As President Barack Obama pushes back against a chorus of anti-refugee sentiments in the United States, a New York Times article Thursday shows that for our neighbors to the north, “refugees welcome” is more than just a campaign slogan: it's a promise that is being kept.
“Across Canada, ordinary citizens, distressed by news reports of drowning children and the shunning of desperate migrants, are intervening in one of the world’s most pressing problems,” Damon Winters writes.
In fact, as Canada aims to relocate 25,000 refugees across the country, The Private Sponsorship of Refugees Program offers Canadians a way to directly contribute to the growing humanitarian crisis. The number is paltry compared to the need—as many as 21 million refugees have been displaced from their homes—but it more than doubles the measly 10,000 who are being welcomed in the U.S.

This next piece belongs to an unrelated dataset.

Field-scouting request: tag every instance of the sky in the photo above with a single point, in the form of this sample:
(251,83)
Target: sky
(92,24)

“You or your group can sponsor refugees from abroad who qualify to come to Canada,” the Canadian government’s website reads. “As a sponsor, you provide financial and emotional support for the refugees for the duration of the sponsorship. This includes help for housing, clothing and food. Most sponsorships last for one year, but some refugees may be eligible for assistance from their sponsors for up to three years.”
European countries and the United States continue to struggle with balancing their obligations to assist refugees and a citizenry that feels increasingly crippled by the influx of migrants into their borders. But in Canada, Winters notes, the government “can barely keep up with the demand to welcome” the men, women, and children who’ve been displaced by growing violence in the Middle East.
“I can’t provide refugees fast enough for all the Canadians who want to sponsor them,” Canadian immigration minister John McCallum, told the Times.
Many volunteers were called into action late last year, after a harrowing picture surfaced of a 3-year old Syrian, Alan Kurdi, who drowned when his boat capsized off the coast of Turkey; his family was intending to seek asylum in Canada, where Kurdi’s aunt lives. As Winters notes, the toddler’s death “caused recrimination so strong it helped elect an idealistic, refugee-friendly prime minister, Justin Trudeau.”
The sponsorship program doesn’t come without its naysayers, of course. Though the refugees relocated in Canada are thoroughly screened, Winters writes, “American officials point out that it is very difficult to track activity in the chaotic, multifaceted Syrian war. Several Islamic State members involved in the 2015 Paris attacks arrived on Europe’s shores from Syria posing as refugees.”
But for many Canadians, the benefits of sponsoring a family far outweigh the potential costs. And for refugees, the support espoused by sponsors is both unfamiliar and life-affirming. “A human life has value here,” refugee Muaz Ballani told the Times. “You can feel it everywhere.”